To be fair, and definitely a part of its appeal, the K&R is only 312 pages long. It covers the language and most of the standard library you’ll need.

As opposed to say, “Learn You a Haskell for Great Good! A Beginner's Guide” which is 881 pages and doesn’t even moderately cover the prelude.

Anyway, C is an amazing language and I keep a K&R on my phone as a pdf

[+] unwind|3 years ago|reply

I learnt it a few years before that, and I remember how reading K&R once I got it felt like having someone turn UP the lights, open the blinds, wash the windows and basically TURN UP THE SUN compared to things I read before. So much clarity.

Number of times I've seen trigraphs in "real code": still zero. I hope it's the same for you.

[+] usr1106|3 years ago|reply

In 1990 IBM donated a 9370 computer to our university. The default code page for German EBCDIC did not support square brackets.

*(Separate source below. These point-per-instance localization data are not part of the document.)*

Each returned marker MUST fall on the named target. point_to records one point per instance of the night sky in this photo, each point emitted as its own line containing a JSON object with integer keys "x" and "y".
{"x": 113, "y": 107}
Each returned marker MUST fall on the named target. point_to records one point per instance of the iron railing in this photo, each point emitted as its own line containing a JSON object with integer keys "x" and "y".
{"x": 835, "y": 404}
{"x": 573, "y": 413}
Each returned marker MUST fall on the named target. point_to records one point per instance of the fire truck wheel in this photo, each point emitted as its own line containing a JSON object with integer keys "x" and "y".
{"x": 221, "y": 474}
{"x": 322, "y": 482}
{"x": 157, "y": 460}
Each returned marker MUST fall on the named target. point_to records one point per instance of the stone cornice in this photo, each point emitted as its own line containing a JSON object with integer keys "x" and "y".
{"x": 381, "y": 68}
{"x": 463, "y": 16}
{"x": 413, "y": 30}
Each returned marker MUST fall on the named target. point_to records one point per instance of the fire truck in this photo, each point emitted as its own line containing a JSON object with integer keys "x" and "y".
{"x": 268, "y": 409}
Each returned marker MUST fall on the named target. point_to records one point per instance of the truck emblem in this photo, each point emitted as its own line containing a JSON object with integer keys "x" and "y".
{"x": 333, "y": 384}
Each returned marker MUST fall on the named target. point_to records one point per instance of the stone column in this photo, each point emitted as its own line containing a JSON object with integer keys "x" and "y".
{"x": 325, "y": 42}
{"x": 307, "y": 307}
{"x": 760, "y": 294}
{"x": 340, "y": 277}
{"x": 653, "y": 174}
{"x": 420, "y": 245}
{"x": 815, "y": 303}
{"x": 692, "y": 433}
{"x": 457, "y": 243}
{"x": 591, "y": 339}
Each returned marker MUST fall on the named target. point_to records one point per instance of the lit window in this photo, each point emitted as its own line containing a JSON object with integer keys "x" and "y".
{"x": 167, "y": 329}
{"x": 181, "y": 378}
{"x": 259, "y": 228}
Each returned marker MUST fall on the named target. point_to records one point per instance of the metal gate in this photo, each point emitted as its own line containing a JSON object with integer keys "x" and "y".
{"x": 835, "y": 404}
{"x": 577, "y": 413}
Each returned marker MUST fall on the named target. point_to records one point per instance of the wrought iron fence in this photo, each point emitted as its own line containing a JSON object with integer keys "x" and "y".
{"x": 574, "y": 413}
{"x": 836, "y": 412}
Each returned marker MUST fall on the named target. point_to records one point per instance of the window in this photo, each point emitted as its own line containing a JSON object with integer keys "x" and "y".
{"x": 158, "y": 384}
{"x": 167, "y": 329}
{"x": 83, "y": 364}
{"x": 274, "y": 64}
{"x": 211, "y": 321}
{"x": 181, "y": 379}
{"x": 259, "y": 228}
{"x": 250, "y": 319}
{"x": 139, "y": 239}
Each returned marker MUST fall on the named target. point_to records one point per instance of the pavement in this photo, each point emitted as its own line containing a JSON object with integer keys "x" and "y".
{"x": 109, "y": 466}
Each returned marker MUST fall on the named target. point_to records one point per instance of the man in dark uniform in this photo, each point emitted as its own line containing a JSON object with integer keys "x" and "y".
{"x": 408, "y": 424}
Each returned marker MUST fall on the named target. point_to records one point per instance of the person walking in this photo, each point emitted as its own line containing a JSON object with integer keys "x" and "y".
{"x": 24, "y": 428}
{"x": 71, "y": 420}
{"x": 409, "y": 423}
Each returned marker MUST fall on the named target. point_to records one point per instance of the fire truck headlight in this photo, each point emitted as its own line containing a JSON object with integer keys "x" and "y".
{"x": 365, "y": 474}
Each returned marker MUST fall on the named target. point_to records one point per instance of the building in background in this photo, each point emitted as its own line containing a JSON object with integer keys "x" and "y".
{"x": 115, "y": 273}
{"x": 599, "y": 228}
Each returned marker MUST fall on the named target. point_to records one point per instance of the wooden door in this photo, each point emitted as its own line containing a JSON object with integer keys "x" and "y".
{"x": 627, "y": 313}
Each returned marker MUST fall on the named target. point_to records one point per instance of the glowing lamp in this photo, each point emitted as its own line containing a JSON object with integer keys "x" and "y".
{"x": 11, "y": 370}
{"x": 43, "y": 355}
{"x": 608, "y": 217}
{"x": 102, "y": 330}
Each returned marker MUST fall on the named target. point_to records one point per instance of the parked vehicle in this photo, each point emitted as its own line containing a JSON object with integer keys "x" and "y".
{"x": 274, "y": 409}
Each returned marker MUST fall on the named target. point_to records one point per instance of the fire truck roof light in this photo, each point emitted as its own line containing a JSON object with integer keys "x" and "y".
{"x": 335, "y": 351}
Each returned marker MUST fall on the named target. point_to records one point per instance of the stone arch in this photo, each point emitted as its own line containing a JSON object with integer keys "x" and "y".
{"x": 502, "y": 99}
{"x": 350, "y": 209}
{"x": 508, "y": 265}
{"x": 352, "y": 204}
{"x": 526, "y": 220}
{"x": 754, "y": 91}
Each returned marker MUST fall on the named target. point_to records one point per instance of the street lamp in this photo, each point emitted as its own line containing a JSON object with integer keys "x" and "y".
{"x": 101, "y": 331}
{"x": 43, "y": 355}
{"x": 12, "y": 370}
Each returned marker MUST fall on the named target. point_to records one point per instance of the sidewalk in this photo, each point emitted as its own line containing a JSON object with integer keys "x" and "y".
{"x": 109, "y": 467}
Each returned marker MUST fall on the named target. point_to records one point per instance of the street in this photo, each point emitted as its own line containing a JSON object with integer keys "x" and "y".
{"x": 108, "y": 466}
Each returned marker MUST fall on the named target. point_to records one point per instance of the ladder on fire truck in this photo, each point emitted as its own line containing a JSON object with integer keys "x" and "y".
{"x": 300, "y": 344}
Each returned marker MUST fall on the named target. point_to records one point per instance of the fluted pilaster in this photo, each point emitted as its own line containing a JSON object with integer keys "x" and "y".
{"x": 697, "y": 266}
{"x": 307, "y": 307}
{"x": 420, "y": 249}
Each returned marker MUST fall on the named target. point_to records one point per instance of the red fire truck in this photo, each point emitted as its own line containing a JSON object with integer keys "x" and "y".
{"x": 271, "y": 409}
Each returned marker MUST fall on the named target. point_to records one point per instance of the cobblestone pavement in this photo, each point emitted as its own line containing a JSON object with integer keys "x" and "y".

I don't remember whether trigraphs were not supported by the compiler at the time or whether we just wanted to avoid completely unreadable code. Not experienced in VM/370 administration we spent weeks to modify the system to use some international EBCDIC codepage.

The system never saw much use, everybody preferred Unix workstations where programming in C was a natural thing.

[+] kjs3|3 years ago|reply

I, too, learned C by reading K&R cover to cover and solving all the exercises (in front of a Sun 3/160 running SunOS 3.5-ish). Even then back in those ancient days, it was obvious trigraphs were evil and should have been abolished to a special place in hell.

[+] Taniwha|3 years ago|reply

This is because IBM 029 card punches don't support these characters right?

[+] dijonman2|3 years ago|reply

Fantastic book. I used Learn C in 21 days and that is what started everything for me. I had a second book on Linux administration and installed Slackware from 1.44mb disks, ultimately setting up pppd and using Mosaic.

Great memories!

[+] unknown|3 years ago|reply

[deleted]

[+] bradford|3 years ago|reply

Trigraphs make this obfuscated C submission possible: (https://gist.github.com/Property404/e31b99deb3527159e183)

I've pasted it here for convenience (formatting fixed, thanks child comment!):

   //  Are you there god??/
   ??=define _(please, help)
   ??=define _____(i,m, v,e,r,y) r%:%:m
   ??=define ____ _____(a,f,r,a,i,d)
   main(__)<%____(!_(-~-??-((-~-??-!__<<-
   ??-!!__)<<-??-(!!__<<!!__))+-~-~-??--~-~
   -~-~-~-~-??-(-~-~-~-~-??-!!__<<-~!!__),-
   ??-!__))<%??>%>_(__,___)??<____
   (printf("please let me die??/r%d bottle%s"
   " of bee%s""""??/n",(!(___
   %-~-~!!___))?--__+!___++:__+!___++,!(__-!!___)
   &&___%-~-~!!___??!??!!(___%-~-~!!___??!??!__
   -(-~!!___))?"":"s",___%-~-??-!!___<-??-!!___?
   "r on the wall":"eeeeeeer! Take one down,pass ??/
   it around")&&__&&_(__,___),"mercy I'm in pain")??<??>??>

[+] omoikane|3 years ago|reply

Roughly the only good use of trigraphs these days is for obfuscated code, for example here: https://www.ioccc.org/years.html#1990_scjones

But trigraphs have gotten old even for IOCCC. In the guidelines for recent years, they specifically mention "We tend to dislike programs that ... obfuscate by excessive use of ANSI tri-graphs": https://www.ioccc.org/2020/guidelines.txt

[+] thamer|3 years ago|reply

How to format text on HN: https://news.ycombinator.com/formatdoc

  For code blocks, prefix each line with two or more spaces.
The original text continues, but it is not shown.